Tuesday, May 13, 2008

Speed doesn’t kill – but stupid government proposals can

The Ontario Minister of Transportation recently put on what we in the media call a dog and pony show.

He appeared at a truck show and “turned on” the speed limiter in a new truck. He was trying to demonstrate how easy it is to just turn a speed limiter on and off.

The demonstration was part of a publicity campaign to encourage Canadian lawmakers to mandate speed limiters to be activated on big trucks. Truthfully, it’s not that easy.

So, I think I need to address something about that idea.

The road speed limit is one of the settings on your ECM, and it’s a setting that must be programmed. That means you need a computer – and a trained mechanic – to set it or to adjust it. And that means money – real money – out of the trucker’s pocket.

Let me get this straight. If the mandate passes, then all truckers traveling in Ontario … and possibly Quebec … will have to activate a limited road speed on the truck’s ECM, right? And unless their carrier has set up a geo-fence around Ontario or Quebec via GPS, that means they’ll have to leave them on when they leave, right?

That’s way more complicated than just a switch on, switch off.

Plus, if it’s so easy, it flies right in the face of Ontario’s edict that the speed limiter be tamper-proof.

Why don’t they just enforce the speed limit laws? The reason they give is that they don’t have enough officers to do that.

Heck, even if they require the limiters, it won’t stop speeding. That’s because it’s not the trucks speeding up there. It’s the cars. Their own figures show that.

Even beyond that, the government’s own speed limiter proposal contains funding for dozens of additional enforcement officers – but not to enforce speed limits. These new officers would be added to enforce the speed limiter rule.

So why not just hire the officers to enforce the speed limits?

That’s because this isn’t really about slowing down traffic or stopping speeders. That was just an issue they used to generate support from the general public.

This issue has been pushed from Day 1 by the Ontario Trucking Association. The big carriers they represent use limiters.
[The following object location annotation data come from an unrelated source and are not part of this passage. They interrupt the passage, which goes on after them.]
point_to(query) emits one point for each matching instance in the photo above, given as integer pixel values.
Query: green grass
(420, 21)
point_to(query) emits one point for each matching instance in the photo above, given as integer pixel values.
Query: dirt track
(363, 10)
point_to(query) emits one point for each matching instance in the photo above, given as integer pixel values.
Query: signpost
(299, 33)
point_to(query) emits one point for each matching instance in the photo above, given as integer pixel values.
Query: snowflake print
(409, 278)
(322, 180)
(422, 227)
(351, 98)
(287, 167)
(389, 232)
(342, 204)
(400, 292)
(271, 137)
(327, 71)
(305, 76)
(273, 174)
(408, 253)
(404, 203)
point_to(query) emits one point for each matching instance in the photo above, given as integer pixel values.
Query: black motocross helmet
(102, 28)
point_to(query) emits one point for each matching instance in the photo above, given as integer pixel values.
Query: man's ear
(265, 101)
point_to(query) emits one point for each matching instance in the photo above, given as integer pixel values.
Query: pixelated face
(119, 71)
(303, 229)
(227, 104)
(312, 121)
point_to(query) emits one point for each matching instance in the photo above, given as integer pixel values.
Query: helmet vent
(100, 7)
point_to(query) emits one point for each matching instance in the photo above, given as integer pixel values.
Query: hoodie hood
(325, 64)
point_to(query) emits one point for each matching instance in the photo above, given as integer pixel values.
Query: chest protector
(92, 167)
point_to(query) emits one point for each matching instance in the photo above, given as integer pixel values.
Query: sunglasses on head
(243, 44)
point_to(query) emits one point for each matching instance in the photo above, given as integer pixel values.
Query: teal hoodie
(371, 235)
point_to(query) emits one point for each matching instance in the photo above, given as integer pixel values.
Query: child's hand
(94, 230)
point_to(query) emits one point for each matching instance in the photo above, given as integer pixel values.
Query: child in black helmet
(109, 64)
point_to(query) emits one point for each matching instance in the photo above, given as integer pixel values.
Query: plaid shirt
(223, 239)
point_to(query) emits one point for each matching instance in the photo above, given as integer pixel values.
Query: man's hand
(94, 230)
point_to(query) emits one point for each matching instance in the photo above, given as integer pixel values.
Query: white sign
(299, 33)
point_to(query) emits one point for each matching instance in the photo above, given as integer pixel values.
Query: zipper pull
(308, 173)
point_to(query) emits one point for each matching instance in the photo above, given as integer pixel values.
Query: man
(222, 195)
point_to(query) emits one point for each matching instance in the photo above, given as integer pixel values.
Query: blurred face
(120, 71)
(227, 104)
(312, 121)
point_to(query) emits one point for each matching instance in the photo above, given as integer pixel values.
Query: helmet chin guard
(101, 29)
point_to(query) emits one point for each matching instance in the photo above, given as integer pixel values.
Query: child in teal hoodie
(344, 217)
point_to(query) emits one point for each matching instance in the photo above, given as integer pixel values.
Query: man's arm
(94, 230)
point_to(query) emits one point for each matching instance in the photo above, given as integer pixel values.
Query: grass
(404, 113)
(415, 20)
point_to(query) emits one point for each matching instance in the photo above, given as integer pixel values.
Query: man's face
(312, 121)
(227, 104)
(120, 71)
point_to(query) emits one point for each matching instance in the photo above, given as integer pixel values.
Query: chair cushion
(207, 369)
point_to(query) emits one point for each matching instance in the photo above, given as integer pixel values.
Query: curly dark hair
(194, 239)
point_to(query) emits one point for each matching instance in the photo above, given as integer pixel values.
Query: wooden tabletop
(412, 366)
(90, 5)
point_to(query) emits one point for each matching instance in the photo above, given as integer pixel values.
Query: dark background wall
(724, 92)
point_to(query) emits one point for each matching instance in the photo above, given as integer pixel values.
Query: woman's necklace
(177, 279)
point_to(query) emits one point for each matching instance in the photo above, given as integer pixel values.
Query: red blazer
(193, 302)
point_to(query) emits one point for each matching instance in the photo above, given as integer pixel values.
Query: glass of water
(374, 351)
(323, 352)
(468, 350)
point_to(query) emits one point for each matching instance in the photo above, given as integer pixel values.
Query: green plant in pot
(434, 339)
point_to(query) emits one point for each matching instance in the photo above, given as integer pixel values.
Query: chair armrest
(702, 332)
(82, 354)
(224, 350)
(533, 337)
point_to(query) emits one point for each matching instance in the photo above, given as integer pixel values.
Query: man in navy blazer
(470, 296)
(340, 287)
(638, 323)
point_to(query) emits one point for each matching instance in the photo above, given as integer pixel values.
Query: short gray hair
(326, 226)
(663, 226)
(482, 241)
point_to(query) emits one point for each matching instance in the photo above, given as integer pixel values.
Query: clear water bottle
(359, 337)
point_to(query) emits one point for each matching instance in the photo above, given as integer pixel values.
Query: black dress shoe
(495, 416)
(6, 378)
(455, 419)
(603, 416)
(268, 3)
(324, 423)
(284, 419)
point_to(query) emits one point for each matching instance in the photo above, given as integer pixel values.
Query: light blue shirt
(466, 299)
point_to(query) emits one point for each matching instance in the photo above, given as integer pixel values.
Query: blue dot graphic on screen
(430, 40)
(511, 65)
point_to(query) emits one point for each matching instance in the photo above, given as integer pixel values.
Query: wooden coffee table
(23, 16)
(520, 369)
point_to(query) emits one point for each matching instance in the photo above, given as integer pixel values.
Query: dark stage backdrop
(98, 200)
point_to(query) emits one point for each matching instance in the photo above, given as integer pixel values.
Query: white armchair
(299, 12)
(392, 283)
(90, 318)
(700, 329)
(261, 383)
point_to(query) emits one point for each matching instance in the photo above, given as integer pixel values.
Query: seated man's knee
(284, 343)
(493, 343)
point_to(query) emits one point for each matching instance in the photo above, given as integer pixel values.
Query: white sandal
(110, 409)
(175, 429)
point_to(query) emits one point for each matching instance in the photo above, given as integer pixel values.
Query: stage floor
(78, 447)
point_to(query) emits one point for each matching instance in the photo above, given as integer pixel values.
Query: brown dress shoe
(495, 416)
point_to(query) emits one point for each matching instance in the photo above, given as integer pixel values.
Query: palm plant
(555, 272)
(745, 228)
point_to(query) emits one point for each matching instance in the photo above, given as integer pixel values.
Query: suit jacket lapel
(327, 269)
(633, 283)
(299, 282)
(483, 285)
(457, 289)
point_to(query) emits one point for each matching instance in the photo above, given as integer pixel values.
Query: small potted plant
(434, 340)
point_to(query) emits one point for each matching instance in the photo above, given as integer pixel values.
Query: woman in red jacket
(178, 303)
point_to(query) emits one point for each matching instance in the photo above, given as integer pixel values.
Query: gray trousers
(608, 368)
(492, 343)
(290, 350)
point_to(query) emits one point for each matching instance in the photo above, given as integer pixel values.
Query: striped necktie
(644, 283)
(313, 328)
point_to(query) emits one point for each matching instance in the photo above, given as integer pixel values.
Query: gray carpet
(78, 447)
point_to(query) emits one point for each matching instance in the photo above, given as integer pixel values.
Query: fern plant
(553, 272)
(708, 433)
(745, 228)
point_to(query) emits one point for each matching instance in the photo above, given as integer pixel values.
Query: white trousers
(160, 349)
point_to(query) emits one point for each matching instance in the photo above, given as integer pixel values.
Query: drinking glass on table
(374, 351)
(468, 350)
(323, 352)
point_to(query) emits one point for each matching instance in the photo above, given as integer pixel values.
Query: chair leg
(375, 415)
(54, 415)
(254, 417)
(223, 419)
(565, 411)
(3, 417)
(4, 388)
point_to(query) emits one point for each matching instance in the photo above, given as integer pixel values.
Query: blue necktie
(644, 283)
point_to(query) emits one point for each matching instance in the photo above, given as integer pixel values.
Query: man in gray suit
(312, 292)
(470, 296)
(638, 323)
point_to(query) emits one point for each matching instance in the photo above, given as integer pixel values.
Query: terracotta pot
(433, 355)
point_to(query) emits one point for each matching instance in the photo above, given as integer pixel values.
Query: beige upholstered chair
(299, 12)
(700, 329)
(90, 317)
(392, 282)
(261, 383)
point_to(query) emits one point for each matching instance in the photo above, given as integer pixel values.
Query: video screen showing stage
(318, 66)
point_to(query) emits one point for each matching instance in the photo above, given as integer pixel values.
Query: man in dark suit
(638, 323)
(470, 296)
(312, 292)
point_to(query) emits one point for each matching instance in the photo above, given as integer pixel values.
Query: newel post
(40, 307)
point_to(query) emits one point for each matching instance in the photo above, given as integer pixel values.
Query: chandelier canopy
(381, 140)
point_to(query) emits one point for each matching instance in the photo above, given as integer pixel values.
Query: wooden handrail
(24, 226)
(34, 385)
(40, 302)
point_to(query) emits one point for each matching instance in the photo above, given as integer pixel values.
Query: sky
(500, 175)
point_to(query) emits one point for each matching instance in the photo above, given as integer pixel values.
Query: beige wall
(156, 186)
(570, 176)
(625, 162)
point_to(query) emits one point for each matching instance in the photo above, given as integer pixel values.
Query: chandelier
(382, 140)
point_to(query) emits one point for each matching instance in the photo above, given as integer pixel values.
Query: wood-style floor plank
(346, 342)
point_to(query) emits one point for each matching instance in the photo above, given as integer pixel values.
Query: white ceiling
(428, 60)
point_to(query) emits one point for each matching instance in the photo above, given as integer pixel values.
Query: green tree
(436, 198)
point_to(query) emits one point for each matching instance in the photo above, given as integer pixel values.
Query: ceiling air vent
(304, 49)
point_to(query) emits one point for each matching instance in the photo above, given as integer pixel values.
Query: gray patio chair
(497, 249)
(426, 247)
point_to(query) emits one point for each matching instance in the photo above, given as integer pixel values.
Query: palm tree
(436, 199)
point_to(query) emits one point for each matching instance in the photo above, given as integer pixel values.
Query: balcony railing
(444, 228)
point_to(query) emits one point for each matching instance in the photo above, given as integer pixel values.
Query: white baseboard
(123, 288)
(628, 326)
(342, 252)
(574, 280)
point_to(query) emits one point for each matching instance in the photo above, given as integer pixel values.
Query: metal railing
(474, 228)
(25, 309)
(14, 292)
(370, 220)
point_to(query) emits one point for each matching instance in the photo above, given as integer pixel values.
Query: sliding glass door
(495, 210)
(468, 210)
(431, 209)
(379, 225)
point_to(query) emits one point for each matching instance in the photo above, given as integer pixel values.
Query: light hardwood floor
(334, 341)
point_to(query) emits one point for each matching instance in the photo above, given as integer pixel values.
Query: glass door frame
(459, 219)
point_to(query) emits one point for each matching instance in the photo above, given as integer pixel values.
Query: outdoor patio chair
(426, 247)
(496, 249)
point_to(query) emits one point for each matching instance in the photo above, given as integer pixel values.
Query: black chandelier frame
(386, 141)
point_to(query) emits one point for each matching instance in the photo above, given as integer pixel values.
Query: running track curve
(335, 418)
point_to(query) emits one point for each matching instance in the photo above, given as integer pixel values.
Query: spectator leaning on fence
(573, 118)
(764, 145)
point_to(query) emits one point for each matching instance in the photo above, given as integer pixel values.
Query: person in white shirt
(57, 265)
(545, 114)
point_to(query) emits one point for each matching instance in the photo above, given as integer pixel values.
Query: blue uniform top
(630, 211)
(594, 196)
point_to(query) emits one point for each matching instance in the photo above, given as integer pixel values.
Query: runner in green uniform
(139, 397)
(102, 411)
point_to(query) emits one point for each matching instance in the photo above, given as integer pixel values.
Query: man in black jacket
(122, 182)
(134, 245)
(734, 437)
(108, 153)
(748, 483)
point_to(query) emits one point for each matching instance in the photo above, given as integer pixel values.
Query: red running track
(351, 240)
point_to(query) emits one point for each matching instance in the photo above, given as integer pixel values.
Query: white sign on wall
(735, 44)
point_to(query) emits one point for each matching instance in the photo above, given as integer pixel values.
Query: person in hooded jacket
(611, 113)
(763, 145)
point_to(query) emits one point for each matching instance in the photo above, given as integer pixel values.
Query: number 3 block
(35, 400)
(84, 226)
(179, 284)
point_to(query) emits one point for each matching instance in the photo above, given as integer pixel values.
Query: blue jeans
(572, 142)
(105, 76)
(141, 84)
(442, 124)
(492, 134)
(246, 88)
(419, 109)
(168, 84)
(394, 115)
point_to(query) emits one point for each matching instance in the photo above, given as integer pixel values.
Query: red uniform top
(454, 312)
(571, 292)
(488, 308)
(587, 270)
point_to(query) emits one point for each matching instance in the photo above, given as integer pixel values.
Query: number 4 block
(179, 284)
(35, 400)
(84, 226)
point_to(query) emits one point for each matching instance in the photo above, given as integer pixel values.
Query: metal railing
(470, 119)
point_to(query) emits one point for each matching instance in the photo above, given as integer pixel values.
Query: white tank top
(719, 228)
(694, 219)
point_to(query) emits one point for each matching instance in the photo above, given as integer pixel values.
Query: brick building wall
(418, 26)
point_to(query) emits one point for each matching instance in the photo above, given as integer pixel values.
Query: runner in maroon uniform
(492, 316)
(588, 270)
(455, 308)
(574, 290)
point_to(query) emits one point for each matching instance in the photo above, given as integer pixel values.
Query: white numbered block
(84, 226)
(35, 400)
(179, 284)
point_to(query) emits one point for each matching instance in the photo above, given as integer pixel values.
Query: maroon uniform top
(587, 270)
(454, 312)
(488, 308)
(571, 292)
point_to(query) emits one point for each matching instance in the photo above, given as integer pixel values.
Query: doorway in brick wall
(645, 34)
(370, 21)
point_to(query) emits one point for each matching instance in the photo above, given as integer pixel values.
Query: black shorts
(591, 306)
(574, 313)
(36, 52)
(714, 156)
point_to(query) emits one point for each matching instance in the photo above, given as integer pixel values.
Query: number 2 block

And like American carriers who use them, they have problems recruiting drivers, in part because many truckers don’t want to drive a limited truck.

So they figure if they force everyone to use limiters, it eliminates the possibility of driving a truck that’s not limited.

No government should force an unsafe road speed limit onto trucks just to give some of their corporate buddies a competitive advantage.